Destructions et restauration^201
Défendons la biodiversité marine
Nous savons par expérience quel diamètre vont
mesurer les touffes après 25 ans : entre 2 et 3 m. C’est
notamment le cas dans un site suivi très protégé et
très favorable (une zone autrefois colonisée par
l’herbier détruit par une bombe lors de la dernière
guerre) où elles végètent.
Pour les graines, l’opération est beaucoup plus
aléatoire : certaines rares années sont favorables à
la floraison et à la fructification. Souvent on peut
compter 9 années sans aucune fleur après une
floraison importante. Et le résultat des plantations
de graines (qu’il faut au préalable faire germer
en aquarium pendant 6 mois) est identique aux
plantations de touffes générées par des boutures :
la croissance latérale est tout aussi lente (testée et
suivie sur un lieu favorable et protégé depuis 25
ans).
Ainsi, il est beaucoup plus sage et économiquement
judicieux de tout faire pour ne pas détruire les
herbiers de posidonies et les laisser reconquérir
naturellement les espaces favorables où ils ont été
éliminés par le passé. Qu’elles soient dans des sites
Natura 2000, dans des aires marines protégées ou
à côté, il faut tout mettre en œuvre pour protéger
partout ces véritables forêts millénaires qui se
développent sous l’eau devant nos côtes.
Et surtout ne tentez pas de proposer des plantations
de posidonies en compensation d’une surface
endiguée ou couverte par un terre-plein! Car
où allez-vous les planter? Sur un site vierge de
posidonies situé à côté ou au large (sur sable, vase
ou roche)? Les posidonies ont mis des centaines
de milliers d’années à se développer devant nos
côtes sur tous les sites favorables : leur absence
dans une zone indique que le lieu ne leur convient
pas. Au delà de 35 m, pas assez de lumière ; ailleurs
l’hydrodynamisme, l’apport d’eaux douces (cours
d’eau et nappes phréatiques qui percolent les fonds
marins) et bien d’autres causes empêchent toute
colonisation naturelle ou artificielle des fonds.
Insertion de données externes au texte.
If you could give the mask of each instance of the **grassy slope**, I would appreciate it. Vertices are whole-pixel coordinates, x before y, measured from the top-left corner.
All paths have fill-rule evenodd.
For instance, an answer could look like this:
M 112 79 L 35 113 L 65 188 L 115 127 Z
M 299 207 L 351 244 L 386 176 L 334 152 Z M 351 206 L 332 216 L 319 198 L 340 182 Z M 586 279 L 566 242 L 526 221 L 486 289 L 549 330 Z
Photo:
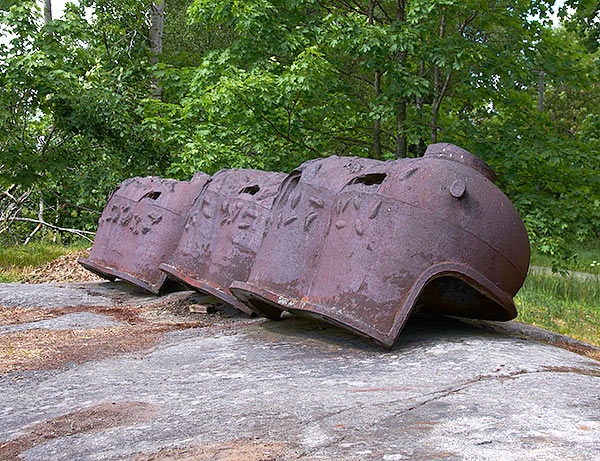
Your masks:
M 566 267 L 568 270 L 600 274 L 600 239 L 588 242 L 574 242 L 569 250 L 576 255 Z M 532 266 L 552 266 L 552 257 L 532 248 Z
M 530 272 L 515 303 L 517 320 L 600 346 L 600 277 Z
M 598 242 L 596 242 L 598 243 Z M 14 282 L 24 272 L 87 245 L 31 244 L 27 247 L 0 248 L 0 282 Z M 600 245 L 573 248 L 579 261 L 569 269 L 600 272 L 591 265 L 600 261 Z M 533 265 L 546 265 L 544 257 L 534 254 Z M 600 277 L 581 280 L 558 274 L 530 273 L 515 297 L 517 320 L 572 336 L 600 346 Z
M 27 246 L 0 247 L 0 282 L 18 282 L 23 274 L 59 256 L 87 248 L 89 243 L 64 246 L 32 243 Z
Les promoteurs d’ouvrages gagnés sur la mer
trouveront toujours des plongeurs pour planter
les posidonies. La tentative, vouée à l’échec, sert
avant tout de caution et ils savent que si la caution
échoue on ne détruira pas l’ouvrage! Il faut une fois
pour toutes considérer que tout endigage détruit
à jamais le milieu de vie favorable à la forêt sous
marine ; son biotope sera ainsi réduit pour toujours.
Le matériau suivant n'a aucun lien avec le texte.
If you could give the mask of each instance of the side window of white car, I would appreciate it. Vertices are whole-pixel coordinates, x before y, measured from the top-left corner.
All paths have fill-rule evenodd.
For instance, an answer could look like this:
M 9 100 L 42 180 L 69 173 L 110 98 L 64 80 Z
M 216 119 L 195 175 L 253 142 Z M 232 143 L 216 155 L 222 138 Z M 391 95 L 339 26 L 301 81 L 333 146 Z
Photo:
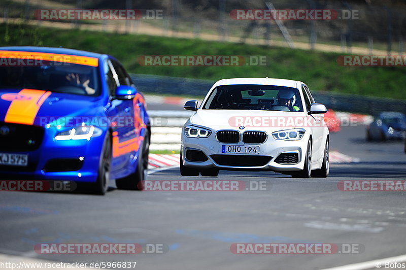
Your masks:
M 310 102 L 312 104 L 315 103 L 316 102 L 314 101 L 314 98 L 313 98 L 313 96 L 312 95 L 312 93 L 310 92 L 310 89 L 306 86 L 304 86 L 304 89 L 306 90 L 306 92 L 308 93 L 309 98 L 310 98 Z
C’est pour cette raison que les posidonies et leurs
cousines encore plus rares, les cymodocées, ont été
protégées depuis les années 1980.
La plus grande opération de plantation de
posidonies, préalable à une destruction massive de
ces plantes par un aménagement gagné sur la mer, a
été entreprise en 2010 devant le port de Civitavecchia
non loin de Rome. 320 000 boutures ont été fixées
sur 1 hectare de nattes de géotextile préalablement
fixées solidement sur le fond (technique mise au
point suite à des expérimentations à petite échelle
par des chercheurs italiens). La réussite n’a pas été
optimale car les conditions hydrodynamiques du
lieu de plantation se sont révélées très mauvaises.
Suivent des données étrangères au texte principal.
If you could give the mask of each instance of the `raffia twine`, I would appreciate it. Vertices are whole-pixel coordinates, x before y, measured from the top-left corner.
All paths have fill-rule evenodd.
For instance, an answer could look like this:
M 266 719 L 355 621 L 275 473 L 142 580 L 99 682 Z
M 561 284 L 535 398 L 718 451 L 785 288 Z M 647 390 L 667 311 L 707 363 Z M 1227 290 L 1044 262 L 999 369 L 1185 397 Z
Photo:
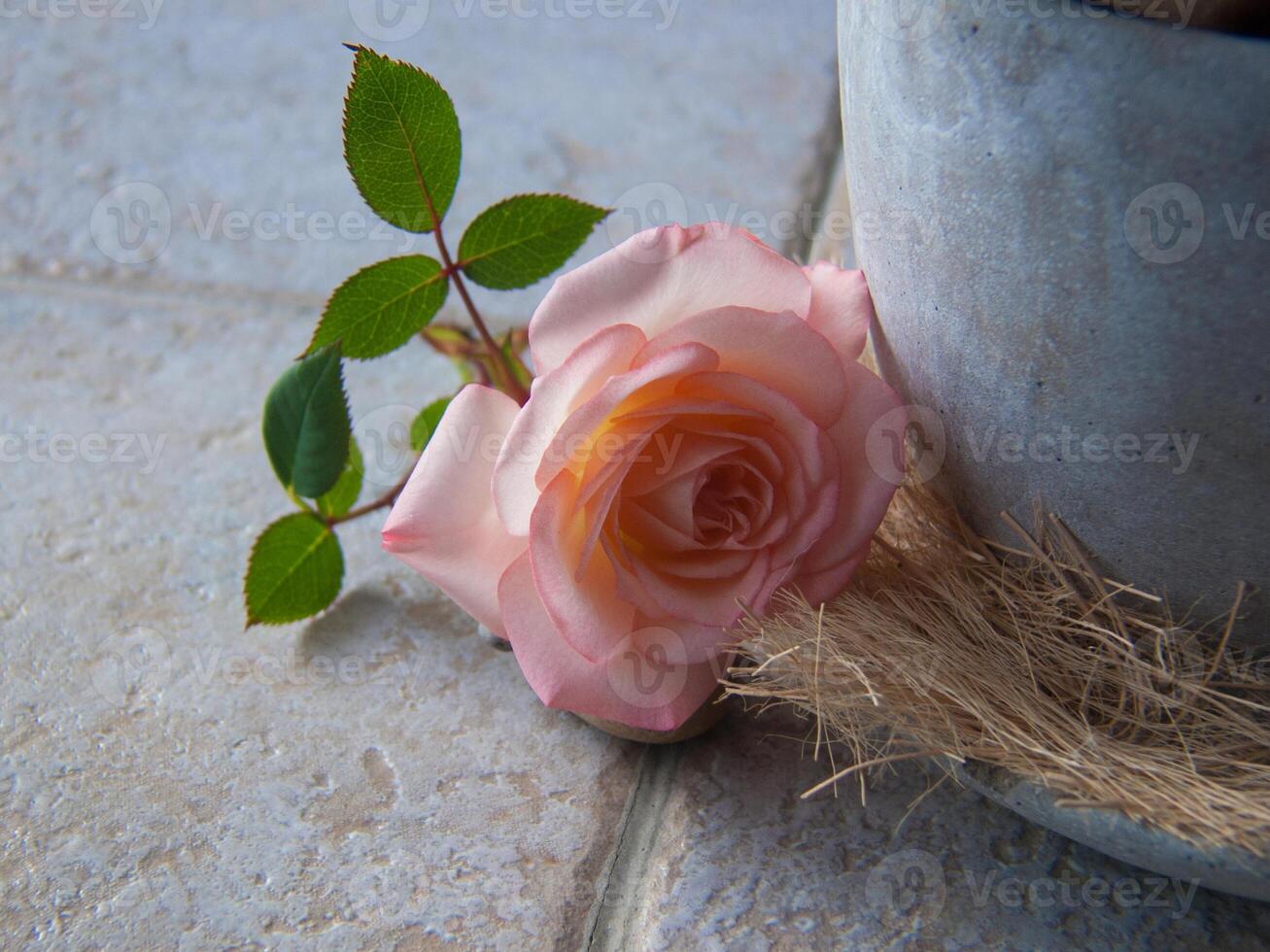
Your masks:
M 1245 586 L 1219 618 L 1175 619 L 1102 578 L 1057 515 L 1031 532 L 1003 518 L 1017 546 L 906 485 L 841 597 L 784 593 L 743 623 L 726 693 L 790 704 L 817 753 L 851 755 L 804 796 L 852 774 L 864 796 L 898 760 L 973 759 L 1064 806 L 1270 850 L 1270 670 L 1229 645 Z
A Monaco, pour compenser 1500 m² de destruction
de posidonies par un terre-plein de 6 hectares, des
transplantations ont été testées en 2017. De larges
mottes de matte de posidonie (à peu près 500 m²
au total) ont été prélevées avec une grue. Elles ont
été ensuite disposées dans des pots en béton ou
dans des paniers de textile. Un an plus tard, celles
disposées dans les pots n’ont pas tenu. Les autres
semblent encore résister. Il faudra encore au moins
5 ans pour savoir si cette technique est favorable.